Jun 4, 2013

Christie's gambit

Robert Costa at NRO and others make the case that Governor Chris Christie has sold out the GOP for his own aspirations (?) with his decision to hold a special election to fill Lautenberg's vacated Senate seat in October 2013 instead of allowing his soon-to-be-appointed interim choice remain in the seat until the end of Lautenberg's term in 2014. This objection is wrong on both counts.

First, it isn't necessarily Christie choosing himself (or Democrat electoral chances?) over GOP chances. The only Republican that would be allegedly helped by having the interim appointment serve until 2014 is that appointed candidate, or one Senate seat. Conversely, there are lots of Republicans who could be helped by keeping the extremely popular and charismatic like Democratic nominee, Newark mayor Cory Booker, off the November 2014 ballot. Christie himself will likely inflate GOP turnout in November 2013, which will help Republicans running for the other state offices in that election.
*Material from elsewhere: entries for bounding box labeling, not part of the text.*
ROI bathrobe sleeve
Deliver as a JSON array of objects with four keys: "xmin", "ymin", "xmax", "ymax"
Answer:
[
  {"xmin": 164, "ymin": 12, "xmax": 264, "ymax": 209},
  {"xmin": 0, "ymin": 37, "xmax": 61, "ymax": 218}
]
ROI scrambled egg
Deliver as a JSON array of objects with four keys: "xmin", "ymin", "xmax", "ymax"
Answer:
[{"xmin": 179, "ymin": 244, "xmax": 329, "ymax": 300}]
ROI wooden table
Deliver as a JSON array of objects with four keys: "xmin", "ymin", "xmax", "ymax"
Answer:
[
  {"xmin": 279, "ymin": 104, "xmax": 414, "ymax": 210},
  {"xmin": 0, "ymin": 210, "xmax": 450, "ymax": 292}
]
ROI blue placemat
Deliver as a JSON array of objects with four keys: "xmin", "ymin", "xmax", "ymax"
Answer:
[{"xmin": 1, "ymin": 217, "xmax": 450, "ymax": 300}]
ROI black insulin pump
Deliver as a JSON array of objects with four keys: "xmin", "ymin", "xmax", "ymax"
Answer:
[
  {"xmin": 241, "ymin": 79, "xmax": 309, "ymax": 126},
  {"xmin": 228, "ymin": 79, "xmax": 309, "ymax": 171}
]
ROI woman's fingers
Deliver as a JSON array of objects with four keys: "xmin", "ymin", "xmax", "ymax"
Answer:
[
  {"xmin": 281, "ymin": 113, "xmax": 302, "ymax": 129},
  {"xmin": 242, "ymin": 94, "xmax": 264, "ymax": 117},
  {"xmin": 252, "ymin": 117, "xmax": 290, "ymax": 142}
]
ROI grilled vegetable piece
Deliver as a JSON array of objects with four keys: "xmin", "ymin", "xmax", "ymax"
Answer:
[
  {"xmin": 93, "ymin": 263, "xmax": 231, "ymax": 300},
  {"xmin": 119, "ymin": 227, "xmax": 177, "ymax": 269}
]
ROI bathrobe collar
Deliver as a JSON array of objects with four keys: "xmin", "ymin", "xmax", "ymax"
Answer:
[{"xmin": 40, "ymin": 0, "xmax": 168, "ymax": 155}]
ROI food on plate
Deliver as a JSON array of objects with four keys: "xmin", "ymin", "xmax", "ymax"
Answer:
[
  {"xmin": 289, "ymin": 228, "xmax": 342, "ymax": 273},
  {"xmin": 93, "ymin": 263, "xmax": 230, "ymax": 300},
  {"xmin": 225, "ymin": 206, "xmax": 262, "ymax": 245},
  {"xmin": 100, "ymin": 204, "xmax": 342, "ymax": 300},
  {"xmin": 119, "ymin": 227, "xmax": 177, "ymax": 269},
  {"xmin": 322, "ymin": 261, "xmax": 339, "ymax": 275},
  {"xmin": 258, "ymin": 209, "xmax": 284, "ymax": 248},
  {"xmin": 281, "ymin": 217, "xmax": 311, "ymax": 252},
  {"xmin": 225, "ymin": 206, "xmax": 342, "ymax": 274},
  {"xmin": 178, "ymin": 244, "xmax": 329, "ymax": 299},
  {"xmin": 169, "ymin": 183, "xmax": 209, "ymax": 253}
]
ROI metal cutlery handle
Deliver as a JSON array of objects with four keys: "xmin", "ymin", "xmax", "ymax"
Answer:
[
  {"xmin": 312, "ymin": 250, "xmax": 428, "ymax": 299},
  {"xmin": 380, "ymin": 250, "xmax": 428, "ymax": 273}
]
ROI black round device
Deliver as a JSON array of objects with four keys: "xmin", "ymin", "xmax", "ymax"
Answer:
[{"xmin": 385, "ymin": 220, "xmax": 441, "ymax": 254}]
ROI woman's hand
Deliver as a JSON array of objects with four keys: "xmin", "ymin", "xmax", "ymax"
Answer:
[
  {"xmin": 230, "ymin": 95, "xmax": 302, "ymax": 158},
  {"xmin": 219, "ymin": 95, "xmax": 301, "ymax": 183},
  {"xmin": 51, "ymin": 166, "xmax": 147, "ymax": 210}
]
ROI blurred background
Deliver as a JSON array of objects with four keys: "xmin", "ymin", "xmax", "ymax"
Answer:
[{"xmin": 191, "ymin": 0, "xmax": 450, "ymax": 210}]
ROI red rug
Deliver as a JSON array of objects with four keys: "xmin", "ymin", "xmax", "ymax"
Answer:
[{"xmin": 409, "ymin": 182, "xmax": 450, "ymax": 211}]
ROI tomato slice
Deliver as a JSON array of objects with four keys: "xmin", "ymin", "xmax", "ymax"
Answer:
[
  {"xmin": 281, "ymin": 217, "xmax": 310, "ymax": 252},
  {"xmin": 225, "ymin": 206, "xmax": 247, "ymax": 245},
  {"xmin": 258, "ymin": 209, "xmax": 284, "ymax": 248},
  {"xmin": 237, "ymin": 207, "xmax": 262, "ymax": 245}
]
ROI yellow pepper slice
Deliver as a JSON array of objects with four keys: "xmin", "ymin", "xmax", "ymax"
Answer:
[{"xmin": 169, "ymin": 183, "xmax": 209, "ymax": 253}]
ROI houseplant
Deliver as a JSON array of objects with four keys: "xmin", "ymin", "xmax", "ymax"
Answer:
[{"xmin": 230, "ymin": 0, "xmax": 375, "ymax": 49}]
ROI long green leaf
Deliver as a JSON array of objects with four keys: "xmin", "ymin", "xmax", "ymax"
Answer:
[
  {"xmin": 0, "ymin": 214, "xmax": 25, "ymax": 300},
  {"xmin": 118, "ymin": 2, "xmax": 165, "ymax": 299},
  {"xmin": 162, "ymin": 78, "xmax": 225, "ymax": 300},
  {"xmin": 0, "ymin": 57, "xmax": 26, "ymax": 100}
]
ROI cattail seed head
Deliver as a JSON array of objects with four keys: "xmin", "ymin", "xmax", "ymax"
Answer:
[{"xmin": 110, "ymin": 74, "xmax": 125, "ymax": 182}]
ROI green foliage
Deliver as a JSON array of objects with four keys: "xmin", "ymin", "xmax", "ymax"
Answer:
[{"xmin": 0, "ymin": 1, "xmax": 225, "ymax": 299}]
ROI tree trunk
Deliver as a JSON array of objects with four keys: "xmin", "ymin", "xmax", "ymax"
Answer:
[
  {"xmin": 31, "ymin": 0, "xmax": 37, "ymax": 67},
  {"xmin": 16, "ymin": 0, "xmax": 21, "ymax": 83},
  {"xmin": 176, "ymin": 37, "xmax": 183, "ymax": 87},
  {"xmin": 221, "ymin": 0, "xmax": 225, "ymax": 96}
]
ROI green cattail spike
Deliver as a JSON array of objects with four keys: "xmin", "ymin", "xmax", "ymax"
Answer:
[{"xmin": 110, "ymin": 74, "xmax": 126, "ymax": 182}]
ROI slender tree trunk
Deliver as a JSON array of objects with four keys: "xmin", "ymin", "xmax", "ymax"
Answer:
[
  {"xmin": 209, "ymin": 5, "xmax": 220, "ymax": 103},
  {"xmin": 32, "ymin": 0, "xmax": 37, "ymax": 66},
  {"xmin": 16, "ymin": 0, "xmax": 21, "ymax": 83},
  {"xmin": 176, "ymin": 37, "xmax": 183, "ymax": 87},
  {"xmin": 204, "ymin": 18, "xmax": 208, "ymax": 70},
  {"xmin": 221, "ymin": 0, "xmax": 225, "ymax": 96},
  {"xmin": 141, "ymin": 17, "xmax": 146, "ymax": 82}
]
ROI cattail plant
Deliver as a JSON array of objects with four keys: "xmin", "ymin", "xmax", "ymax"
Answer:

Christie won't be on the ballot in 2014, but had he not made this decision, Booker would be, which would probably have inflated Democrat and specifically black turnout, dragging down other potential New Jersey Republicans running for the House. So yes, he may have traded away Republican chances for one more Senate seat in 2014, but really how good were those chances going to be anyway?

It turns out that with an interim appointed Senator, not very good. And that's the second part Costa and others get wrong. Having a Republican appointed to Lautenberg's seat for the next 18 months does not increase the chances of a Republican keeping that seat in 2014. It turns out that interim appointees have a very hard time holding onto their seat in the next election historically. Given that this election would have been against Cory Booker and his +60% approval rating anyway, Christie would be trading 18 months of an extra Republican in the Senate for...nothing really.